The journalists covering the story could at least have cast an eye over the survey instrument. It features such examples of question design as:
“Which two of the following, if any, most concern you about immigration into Britain?
- Immigrants claiming benefits and using public services when they’ve contributed nothing in return
- Increasing the pressure on public services like schools and hospitals
- Immigrants being given priority over established residents when it comes to benefits or public services
- Immigrants taking jobs that would otherwise go to British workers, or pushing down wages in general
- Changes in the character of local areas with large numbers of people not originally from Britain
- No concerns
Leaving aside the point that having ‘no concerns’ cannot constitute ‘two’ options, this question is not so much leading as one that won the race long ago and has since retired. Conspicuous by their absence from the survey are any questions asked in other, more robustly organised, enquiries, such as the British Social Attitudes Survey. Such inclusion is standard methodological good practice, as it allows benchmarking.
The ‘methodology’ section contains no details about whether question items or scales were randomised (essential to avoid question or probe order effects) but the absence from the ‘poll results’ section of data on non-response or “don’t know’s” makes one suspect that such methodological basics are unlikely to have been followed.
In short, the ‘report’ is methodological nonsense. But of course that didn´t matter. Dressed up with some erudite speculation about the nature of the ‘segments’ of public opinion revealed by the ‘discriminant analysis’ it did the essential job of hoodwinking a gullible press, some of it eager to be so hoodwinked into thinking, that here was a ‘scientific’ report of public attitudes. What it could only be, of course, was a cynical exercise in creating and shaping public opinion by asserting, on the basis of no scientific evidence whatsoever, that the opinions found in the online ‘survey’ represented a cross section of British public opinion. It could do this, unfortunately, because most of the British press (unlike its US counterpart) has little knowledge of, or interest in, statistics. Such ignorance allows the likes of Lord Ashcroft to lead it by the nose in whatever direction they please.
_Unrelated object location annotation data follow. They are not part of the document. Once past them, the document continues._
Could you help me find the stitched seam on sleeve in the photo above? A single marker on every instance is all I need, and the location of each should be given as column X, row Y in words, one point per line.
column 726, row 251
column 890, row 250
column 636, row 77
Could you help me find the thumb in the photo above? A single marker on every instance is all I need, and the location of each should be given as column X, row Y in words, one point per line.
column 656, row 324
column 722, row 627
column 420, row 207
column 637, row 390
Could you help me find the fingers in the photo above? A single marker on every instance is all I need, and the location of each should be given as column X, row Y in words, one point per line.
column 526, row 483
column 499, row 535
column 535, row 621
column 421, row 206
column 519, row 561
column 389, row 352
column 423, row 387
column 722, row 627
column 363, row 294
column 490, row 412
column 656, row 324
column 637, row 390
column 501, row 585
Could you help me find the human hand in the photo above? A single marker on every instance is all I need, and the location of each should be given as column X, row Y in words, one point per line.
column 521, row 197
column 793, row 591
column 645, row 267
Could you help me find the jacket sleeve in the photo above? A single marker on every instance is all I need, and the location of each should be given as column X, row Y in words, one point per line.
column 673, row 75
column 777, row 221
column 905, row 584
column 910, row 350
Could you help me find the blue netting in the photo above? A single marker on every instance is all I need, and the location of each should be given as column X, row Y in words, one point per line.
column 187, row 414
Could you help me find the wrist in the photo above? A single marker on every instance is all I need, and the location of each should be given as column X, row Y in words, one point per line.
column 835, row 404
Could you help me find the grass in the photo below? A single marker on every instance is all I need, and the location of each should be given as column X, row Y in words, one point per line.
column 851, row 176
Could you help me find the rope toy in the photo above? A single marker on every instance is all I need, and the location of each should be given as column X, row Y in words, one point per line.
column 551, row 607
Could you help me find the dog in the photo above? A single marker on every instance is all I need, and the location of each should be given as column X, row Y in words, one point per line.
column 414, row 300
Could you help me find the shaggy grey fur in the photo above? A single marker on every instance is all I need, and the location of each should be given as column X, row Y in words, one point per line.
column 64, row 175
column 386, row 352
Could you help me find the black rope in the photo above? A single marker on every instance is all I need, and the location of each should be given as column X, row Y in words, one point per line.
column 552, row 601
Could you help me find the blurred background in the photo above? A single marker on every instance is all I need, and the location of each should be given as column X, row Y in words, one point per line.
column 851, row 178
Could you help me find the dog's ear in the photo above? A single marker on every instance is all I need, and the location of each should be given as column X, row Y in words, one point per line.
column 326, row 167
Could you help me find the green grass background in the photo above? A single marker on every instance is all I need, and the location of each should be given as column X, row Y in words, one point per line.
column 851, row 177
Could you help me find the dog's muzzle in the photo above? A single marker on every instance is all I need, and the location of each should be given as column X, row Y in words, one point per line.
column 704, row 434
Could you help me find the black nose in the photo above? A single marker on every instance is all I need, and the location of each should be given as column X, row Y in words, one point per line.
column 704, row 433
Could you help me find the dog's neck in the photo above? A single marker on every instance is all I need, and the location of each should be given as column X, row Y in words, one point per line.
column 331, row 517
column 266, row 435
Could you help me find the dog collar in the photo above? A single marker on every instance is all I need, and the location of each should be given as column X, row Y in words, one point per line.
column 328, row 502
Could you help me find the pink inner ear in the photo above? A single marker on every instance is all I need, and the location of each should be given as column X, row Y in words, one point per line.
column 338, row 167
This is no isolated example. The widespread respect for any statistics and for those who produce them by the British media is also evident in the BBC coverage of “Romania and Bulgaria immigration” based on the estimate by Migration Watch (http://www.bbc.co.uk/news/uk-21039087). Their Home affairs correspondent even praised the track record of this pressure group on ‘analysing future population trends’ and declared that ‘its latest forecast should be taken seriously’. Headlines like “50,000 Romanians and Bulgarians will arrive in the UK…” was all over the front pages of the Telegraph, the Daily Mail and the Financial Times. However, at a recent migration statistics conference, Migration Watch admitted that their estimate is based on ‘a judgement’ and ‘an educated guess’ rather than any statistical methods at all.
For the sake of democracy, the British press should get to grips with statistics.
John MacInnes is Professor of Sociology at the University of Edinburgh and ESRC Strategic Advisor on Quantitative Methods Training.
Sin Yi Cheung is Senior Lecturer in the School of Social Sciences at Cardiff University.